Tenun Minahasa pernah lenyap sejak 200 tahun lalu. Hal itu membuat masyarakat Minahasa meminjam kain tenun daerah tetangga atau batik dari Jawa. Kini, kain tenun tersebut hadir kembali melalui kreasi Thomas Sigar.
Melalui “The Enchanting Culture of Minahasa”, Thomas mempersembahkan kain tenun sutera motif patola dan patola cetak tangan di atas sifon dan sutera yang bernapaskan etnik modern.
“Ada unsur Minahasa asli yang dipresentasikan melalui kain tenun dan print, sutera, dan kain patola. Dari masing-masing motif ada namanya, selalu ada nama kaiwu (tenun). Perlahan-lahan mendekati motif asli dan pandangan mengenai kain ini (kain Minahasa),” kata Thomas Sigar saat berbincang dengan media sebelum pergelaran “The Enchanting Culture of Minahasa”, Ballroom XXI Jakarta Teater, Jakarta, Kamis (30/6/2011).
Perancang busana berdarah Manado tersebut merupakan tokoh yang menemukan kembali motif-motif lama tenun Minahasa. Sejak 2005, bersama Benny J Mamoto dari Institut Seni Budaya Sulawesi Utara (ISBSU), Thomas memprakarsai kebangkitan tenun Minahasa. Pria bersahaja ini bergerak mulai dari riset buku hingga penelitian lapangan.
“Kita mencoba agar motif-motif asli itu dipertahankan. Kalau kain Minahasa biasanya banyak pakai motif duyung. Kita mencoba cari dari buku-buku luar negeri agar kita dapat mengambil kembali motif lain, misal guratan-guratan dari batu yang dibuat jadi tenunan,” papar Thomas yang pada 1973-1974 belajar di Ecole Superieure d’Arts Graphiques dan Academie d’Arts Julien, Paris, Prancis.

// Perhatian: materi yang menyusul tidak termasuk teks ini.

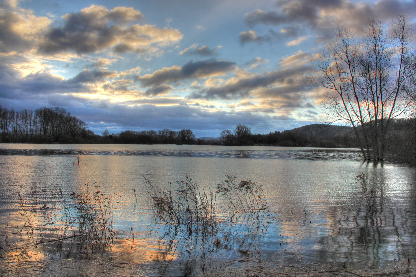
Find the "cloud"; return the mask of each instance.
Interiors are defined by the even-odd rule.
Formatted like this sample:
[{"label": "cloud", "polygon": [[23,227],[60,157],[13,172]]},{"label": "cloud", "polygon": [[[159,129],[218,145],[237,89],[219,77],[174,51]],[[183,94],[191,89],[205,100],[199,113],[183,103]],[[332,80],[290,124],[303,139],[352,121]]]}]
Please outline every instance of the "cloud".
[{"label": "cloud", "polygon": [[144,19],[132,7],[109,10],[91,5],[63,17],[62,26],[50,28],[40,42],[39,51],[53,54],[73,51],[78,54],[109,50],[115,53],[134,52],[156,54],[158,47],[178,42],[182,34],[176,29],[134,24]]},{"label": "cloud", "polygon": [[294,45],[298,45],[304,40],[305,40],[309,37],[309,36],[306,37],[300,37],[297,39],[294,39],[286,43],[287,46],[293,46]]},{"label": "cloud", "polygon": [[309,58],[309,54],[300,50],[294,55],[287,58],[282,58],[279,65],[281,66],[285,67],[293,66],[302,65],[309,62],[308,61]]},{"label": "cloud", "polygon": [[358,34],[369,18],[389,20],[398,13],[408,14],[409,18],[414,18],[415,4],[414,0],[379,0],[374,2],[281,0],[277,3],[277,10],[258,9],[247,13],[245,22],[250,27],[258,24],[281,26],[280,32],[284,36],[294,36],[312,29],[327,37],[338,25],[345,26]]},{"label": "cloud", "polygon": [[204,45],[199,48],[197,48],[198,46],[198,44],[197,43],[192,44],[189,47],[179,52],[179,54],[180,55],[185,54],[206,56],[214,56],[216,54],[217,51],[223,47],[221,45],[219,45],[214,49],[210,49],[208,47]]},{"label": "cloud", "polygon": [[185,79],[201,78],[223,75],[235,71],[235,63],[222,60],[206,60],[194,61],[191,60],[181,67],[173,66],[163,67],[152,74],[138,77],[136,80],[144,86],[160,85],[164,83],[177,81]]},{"label": "cloud", "polygon": [[212,85],[188,96],[189,99],[232,99],[249,96],[255,90],[267,88],[278,84],[290,84],[304,82],[303,75],[311,72],[309,66],[293,66],[290,68],[265,72],[262,75],[257,74],[243,74],[240,76],[230,78],[223,84]]},{"label": "cloud", "polygon": [[262,60],[260,57],[256,57],[244,64],[244,65],[250,66],[250,68],[249,69],[251,69],[252,68],[256,67],[260,64],[267,64],[269,60]]},{"label": "cloud", "polygon": [[0,5],[0,52],[30,51],[52,21],[37,17],[31,11],[19,9],[17,2],[4,1]]},{"label": "cloud", "polygon": [[258,35],[255,31],[250,30],[242,32],[239,35],[240,42],[242,45],[247,42],[256,42],[260,43],[264,42],[270,41],[270,37],[267,35]]},{"label": "cloud", "polygon": [[105,78],[116,76],[117,72],[109,70],[84,69],[68,80],[70,83],[97,83],[104,81]]},{"label": "cloud", "polygon": [[158,95],[165,95],[173,89],[173,87],[168,85],[162,84],[158,86],[154,86],[145,92],[145,94],[148,96],[156,96]]}]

Selain berupa tenun sutera, motif olahan baru itu juga dipindahkan menjadi motif cetak tangan (handmade printing) di atas sifon dan sutera. Pada 2009, ISBSU memperkenalkan kain tenun bermotif pinawetengan, pinatembega, dan pinabia lewat pergelaran karya Thomas Sigar “Lost Treasure of Minahasa”.
Lantas, apa yang menjadi hambatan Thomas untuk mengembalikan kain Minahasa?
Menurut Thomas, penenunan yang tinggi ditambah masuknya agama nasrani pada abad ke-19 —yang menganggap motif-motif kain Minahasa kuno menyimbolkan keberhalaan— menjadi penyebab lenyapnya kain tenun Minahasa sejak 200 tahun yang lalu.
“Kita bukannya mau memopulerkan keberhalaan, adat istiadat turun temurun yang kita pertahankan. Maksud kita mulia, ingin memberi identitas kepada suku Minahasa dimulai dari kain,” ujar Thomas yang sejak 1997 mengembangkan warisan budaya Indonesia ke dalam bentuk fesyen.
Motif patola menjadi highlight pergelaran “The Enchanting Culture of Minahasa”. Ragam hias itu hadir dalam bentuk komposisi berulang dan teratur mirip sisi ular atau ditata meliuk mengikuti gerak binatang melata, baik di atas kain tenun sutera maupun sebagai motif corak cetak tangan di atas sutera dan sifon.
Untuk menggambarkan pengaruh kain India pada kain tenun Minahasa olahan baru ini, Thomas Sigar menggarap kain-kainnya menjadi busana bergaya India, yang dicampur pengaruh animisme dengan dominasi warna cokelat kayu, hijau pupus dedaunan, dan abu-abu batu-batuan.
Menampilkan 25 busana wanita dan pria dalam gaya sehari-hari, koleksi dibuka dengan 13 rancangan busana wanita dan pria mengggunakan kaiwu bermotif patola, pinawetengan, pinatikan, dan tembegu. Rancangan itu mendapat sentuhan batu-batuan pada beberapa
bagian untuk memperindah koleksi.
“Sebagai desainer saya mengangkat motif yang bisa dibuat dalam bentuk kain, motif tangan, dan bisa dipakai untuk berbagai suasana. Jadi ada sedikit ready-to-wear, tren,” tutupnya.
Pergelaran diakhiri rancangan puncak berhias bulu-bulu burung asli, yang diikuti prosesi tari tradisional yang menampilkabn budaya Minahasa dari berbagai aspek.